December 31, 1993 through December 31, 2005, the Company is organized in conformity with the requirements for qualification as a REIT under the Code, and the Company’s current and proposed method of operation will enable it to continue to meet the requirements for qualification and taxation as a REIT for its current and subsequent taxable years.
     The opinions set forth in this letter are based on existing law as contained in the Code and regulations promulgated thereunder, in effect on the date hereof, and the interpretations of such provisions and regulations by the Internal Revenue Service (the “IRS”) and the courts having jurisdiction over such matters, all of which are subject to change either prospectively or retroactively, and to possibly different interpretations. Also, any variation from the factual statements set forth in the Registration Statement, the Prior Registration Statements or the Representation Letter may affect the conclusions stated herein. Moreover, the Company’s qualification and taxation as a REIT depends upon the Company’s ability to meet, through actual annual operating results, distributions to shareholders, asset composition levels, and diversity of share ownership, the various qualification tests imposed under the Code, the results of which will not be reviewed by Baker & Hostetler LLP. Accordingly, no assurance can be given that the actual results of the Company’s operations for any one taxable year will satisfy such requirements. We wish to point out that our opinion represents our best judgment of how a court would decide if presented with the issues addressed herein but, because our opinions are not binding upon the IRS or any court, there can be no assurance that contrary positions may not successfully be asserted by the IRS.

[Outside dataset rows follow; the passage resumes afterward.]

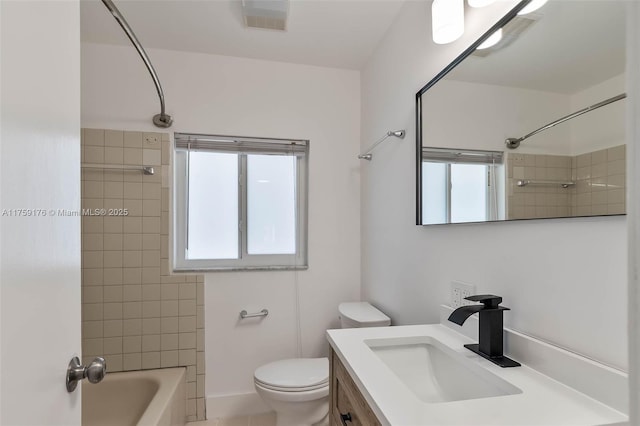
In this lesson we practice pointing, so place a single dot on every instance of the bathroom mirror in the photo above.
(560, 69)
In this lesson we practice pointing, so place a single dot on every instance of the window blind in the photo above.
(236, 144)
(444, 155)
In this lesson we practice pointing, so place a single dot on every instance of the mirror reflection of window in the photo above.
(461, 186)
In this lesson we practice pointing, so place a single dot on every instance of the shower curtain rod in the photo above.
(163, 119)
(367, 155)
(513, 143)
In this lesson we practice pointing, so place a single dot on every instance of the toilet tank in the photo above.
(361, 314)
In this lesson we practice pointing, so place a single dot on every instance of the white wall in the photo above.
(40, 170)
(234, 96)
(633, 204)
(491, 114)
(604, 127)
(565, 280)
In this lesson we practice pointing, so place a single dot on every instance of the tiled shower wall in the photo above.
(134, 312)
(599, 188)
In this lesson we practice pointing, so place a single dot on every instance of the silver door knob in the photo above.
(94, 372)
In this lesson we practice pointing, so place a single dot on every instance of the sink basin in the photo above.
(435, 373)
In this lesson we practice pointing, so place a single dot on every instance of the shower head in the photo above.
(162, 120)
(513, 143)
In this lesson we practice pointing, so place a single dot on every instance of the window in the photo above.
(240, 203)
(461, 186)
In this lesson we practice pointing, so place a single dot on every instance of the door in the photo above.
(39, 175)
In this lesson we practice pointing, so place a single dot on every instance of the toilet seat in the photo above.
(283, 389)
(294, 375)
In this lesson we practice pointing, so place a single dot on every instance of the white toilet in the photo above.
(298, 389)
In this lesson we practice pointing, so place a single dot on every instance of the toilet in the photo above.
(298, 389)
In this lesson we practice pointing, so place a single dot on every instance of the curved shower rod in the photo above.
(513, 143)
(163, 119)
(368, 156)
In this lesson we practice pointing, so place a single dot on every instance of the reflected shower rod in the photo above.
(163, 119)
(513, 143)
(396, 133)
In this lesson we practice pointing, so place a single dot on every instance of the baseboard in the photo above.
(242, 404)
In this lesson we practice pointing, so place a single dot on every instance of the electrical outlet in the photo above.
(459, 291)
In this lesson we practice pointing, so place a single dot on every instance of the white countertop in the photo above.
(543, 401)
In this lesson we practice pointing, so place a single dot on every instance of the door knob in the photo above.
(94, 372)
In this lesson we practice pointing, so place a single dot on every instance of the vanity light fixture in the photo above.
(447, 20)
(492, 40)
(480, 3)
(533, 6)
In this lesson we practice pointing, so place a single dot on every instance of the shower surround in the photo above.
(136, 313)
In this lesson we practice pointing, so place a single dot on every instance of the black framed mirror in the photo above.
(532, 127)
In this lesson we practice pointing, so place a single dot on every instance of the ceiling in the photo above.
(571, 46)
(331, 33)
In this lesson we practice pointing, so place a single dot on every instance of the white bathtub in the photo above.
(144, 398)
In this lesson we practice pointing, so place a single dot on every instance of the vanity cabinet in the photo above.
(348, 406)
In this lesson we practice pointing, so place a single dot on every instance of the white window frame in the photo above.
(490, 159)
(242, 146)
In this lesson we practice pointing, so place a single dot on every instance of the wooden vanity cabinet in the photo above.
(348, 406)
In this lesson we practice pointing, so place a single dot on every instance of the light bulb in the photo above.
(479, 3)
(447, 19)
(534, 5)
(492, 40)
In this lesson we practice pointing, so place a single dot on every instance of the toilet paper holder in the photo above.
(262, 313)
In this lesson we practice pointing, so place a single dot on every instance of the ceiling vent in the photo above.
(510, 33)
(266, 14)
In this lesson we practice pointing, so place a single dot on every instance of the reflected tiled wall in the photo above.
(134, 312)
(599, 188)
(600, 182)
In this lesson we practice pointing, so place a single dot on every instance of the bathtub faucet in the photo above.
(94, 372)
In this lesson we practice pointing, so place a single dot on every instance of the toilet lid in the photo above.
(294, 373)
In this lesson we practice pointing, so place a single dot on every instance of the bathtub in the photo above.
(145, 398)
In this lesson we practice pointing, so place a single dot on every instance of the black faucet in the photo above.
(490, 331)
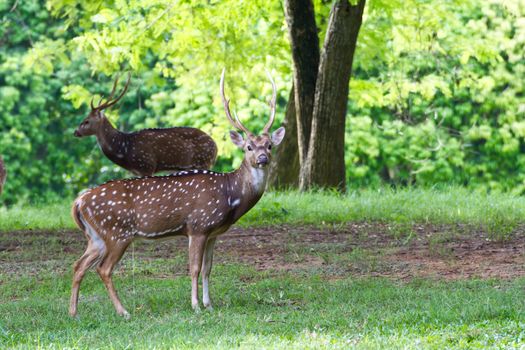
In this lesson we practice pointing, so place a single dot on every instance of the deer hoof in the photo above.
(125, 314)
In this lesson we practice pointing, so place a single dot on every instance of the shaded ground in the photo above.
(398, 251)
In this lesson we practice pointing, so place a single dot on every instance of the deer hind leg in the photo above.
(197, 245)
(207, 262)
(90, 257)
(105, 271)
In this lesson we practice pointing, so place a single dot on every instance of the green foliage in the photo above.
(443, 103)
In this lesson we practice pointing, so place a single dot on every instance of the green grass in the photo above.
(261, 310)
(335, 305)
(495, 212)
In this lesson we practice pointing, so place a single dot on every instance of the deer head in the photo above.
(92, 123)
(257, 149)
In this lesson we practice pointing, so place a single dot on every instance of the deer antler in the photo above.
(268, 125)
(110, 101)
(226, 102)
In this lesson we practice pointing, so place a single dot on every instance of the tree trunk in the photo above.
(284, 169)
(300, 17)
(325, 165)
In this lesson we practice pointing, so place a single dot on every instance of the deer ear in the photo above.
(277, 136)
(237, 139)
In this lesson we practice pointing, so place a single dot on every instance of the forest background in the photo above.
(436, 95)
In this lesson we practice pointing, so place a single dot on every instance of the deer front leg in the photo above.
(79, 269)
(207, 262)
(197, 245)
(105, 271)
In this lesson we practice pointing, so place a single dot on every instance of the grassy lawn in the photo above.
(255, 310)
(279, 283)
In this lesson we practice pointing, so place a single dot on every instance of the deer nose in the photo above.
(262, 159)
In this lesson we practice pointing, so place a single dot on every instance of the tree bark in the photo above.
(325, 165)
(284, 169)
(302, 29)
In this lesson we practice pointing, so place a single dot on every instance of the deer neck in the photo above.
(109, 138)
(246, 187)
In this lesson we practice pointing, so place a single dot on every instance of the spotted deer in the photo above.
(199, 204)
(3, 174)
(148, 151)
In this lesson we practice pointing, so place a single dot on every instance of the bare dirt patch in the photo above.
(358, 249)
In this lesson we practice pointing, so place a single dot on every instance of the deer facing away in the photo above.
(148, 151)
(199, 204)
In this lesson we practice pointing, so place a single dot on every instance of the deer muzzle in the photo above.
(262, 160)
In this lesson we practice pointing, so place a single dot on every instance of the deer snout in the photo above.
(262, 159)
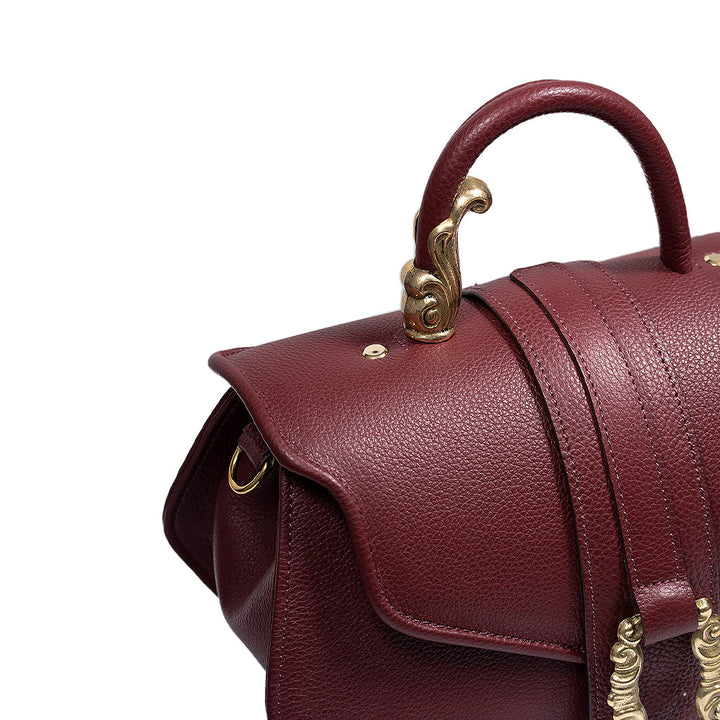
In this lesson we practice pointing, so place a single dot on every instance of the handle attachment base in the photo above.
(432, 297)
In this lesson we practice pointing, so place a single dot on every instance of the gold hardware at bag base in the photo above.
(431, 299)
(627, 657)
(249, 487)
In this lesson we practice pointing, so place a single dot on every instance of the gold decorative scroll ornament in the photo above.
(627, 657)
(706, 648)
(431, 298)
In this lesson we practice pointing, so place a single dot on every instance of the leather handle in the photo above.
(553, 96)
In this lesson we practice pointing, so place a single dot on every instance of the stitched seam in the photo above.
(593, 389)
(643, 406)
(367, 534)
(576, 480)
(647, 323)
(287, 591)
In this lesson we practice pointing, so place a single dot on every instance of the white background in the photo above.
(182, 177)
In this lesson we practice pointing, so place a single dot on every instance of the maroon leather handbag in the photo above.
(495, 504)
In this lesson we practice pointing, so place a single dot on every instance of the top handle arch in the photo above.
(448, 183)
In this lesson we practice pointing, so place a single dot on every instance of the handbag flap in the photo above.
(444, 462)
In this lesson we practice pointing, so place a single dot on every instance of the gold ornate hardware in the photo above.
(431, 300)
(375, 352)
(706, 648)
(627, 657)
(249, 487)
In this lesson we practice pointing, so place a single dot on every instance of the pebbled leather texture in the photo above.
(454, 531)
(544, 97)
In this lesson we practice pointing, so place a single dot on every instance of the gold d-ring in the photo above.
(249, 487)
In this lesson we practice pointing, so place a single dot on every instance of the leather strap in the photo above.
(553, 96)
(605, 583)
(646, 436)
(617, 409)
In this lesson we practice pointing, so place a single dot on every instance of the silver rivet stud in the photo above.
(375, 352)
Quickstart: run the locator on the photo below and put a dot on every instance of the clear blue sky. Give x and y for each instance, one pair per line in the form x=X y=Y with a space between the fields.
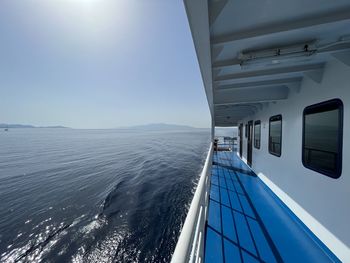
x=98 y=64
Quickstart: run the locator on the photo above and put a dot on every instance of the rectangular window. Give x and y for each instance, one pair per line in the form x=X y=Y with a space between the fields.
x=323 y=137
x=275 y=135
x=257 y=134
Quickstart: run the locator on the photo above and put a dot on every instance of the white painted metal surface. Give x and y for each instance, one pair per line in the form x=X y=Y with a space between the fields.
x=321 y=202
x=190 y=243
x=240 y=90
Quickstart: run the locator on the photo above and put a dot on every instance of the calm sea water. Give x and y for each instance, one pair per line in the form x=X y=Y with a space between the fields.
x=95 y=195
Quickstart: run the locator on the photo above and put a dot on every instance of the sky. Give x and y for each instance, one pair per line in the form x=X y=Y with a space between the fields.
x=98 y=64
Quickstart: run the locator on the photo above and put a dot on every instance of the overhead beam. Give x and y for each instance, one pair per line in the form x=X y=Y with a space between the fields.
x=227 y=63
x=215 y=8
x=271 y=71
x=235 y=114
x=287 y=25
x=270 y=82
x=330 y=48
x=251 y=95
x=256 y=106
x=343 y=57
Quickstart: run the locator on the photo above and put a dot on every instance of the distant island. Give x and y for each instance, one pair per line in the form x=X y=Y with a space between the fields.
x=160 y=126
x=15 y=126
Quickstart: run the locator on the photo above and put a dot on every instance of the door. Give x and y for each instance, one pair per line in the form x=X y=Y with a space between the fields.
x=240 y=140
x=250 y=143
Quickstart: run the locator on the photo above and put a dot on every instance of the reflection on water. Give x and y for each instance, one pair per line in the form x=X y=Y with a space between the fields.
x=95 y=195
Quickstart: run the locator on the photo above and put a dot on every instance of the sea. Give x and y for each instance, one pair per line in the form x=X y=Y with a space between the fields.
x=71 y=195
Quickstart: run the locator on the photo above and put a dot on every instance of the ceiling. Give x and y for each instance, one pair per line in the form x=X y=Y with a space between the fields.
x=255 y=52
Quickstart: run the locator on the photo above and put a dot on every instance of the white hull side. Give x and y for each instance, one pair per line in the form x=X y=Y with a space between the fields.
x=321 y=202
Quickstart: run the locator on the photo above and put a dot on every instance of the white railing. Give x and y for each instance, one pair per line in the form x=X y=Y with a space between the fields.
x=189 y=247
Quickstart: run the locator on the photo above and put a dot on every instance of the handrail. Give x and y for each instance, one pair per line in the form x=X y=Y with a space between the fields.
x=183 y=250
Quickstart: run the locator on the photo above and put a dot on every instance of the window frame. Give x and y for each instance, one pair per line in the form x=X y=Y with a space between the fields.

     This opinion is limited to the federal income tax matters addressed herein, and no other opinions are rendered with respect to other federal tax matters or to any issues arising under the tax laws of any state or locality. Additional issues may exist that could affect the federal tax treatment of the transactions or matters addressed above and our opinions do not consider or provide a conclusion with respect to any such additional issues. We undertake no obligation to update the opinions expressed herein after the date of this letter. This opinion is solely for the information and use of the addressee and may not be relied on or referred to by any other person or entity without the express written consent of this Firm.
     We hereby consent to the filing of this opinion as Exhibit 8 to the Registration Statement in accordance with the requirements of Item 601(b)(8) of Regulation S-K under the Securities Act and the reference to us under the caption “Legal Matters” in the prospectus that is a part of the Registration Statement. In giving such consent, we do not thereby admit that we are in the category of persons whose consent is required under Section 7 of the Securities Act of 1933, as amended, or the rules and regulations of the Securities and Exchange Commission.
     To Comply with IRS Circular 230, we inform you that: (i) any discussion of United States federal income tax issues in this opinion was written to support the promotion and marketing by others of the matters addressed herein; (ii) any discussion of United States federal income tax issues in this opinion was not intended or written by us to be relied on, and cannot be relied on, by any person for the purpose of avoiding United States federal tax penalties that may be imposed on such person; and (iii) each taxpayer should seek advice based on their particular circumstances from an independent tax advisor.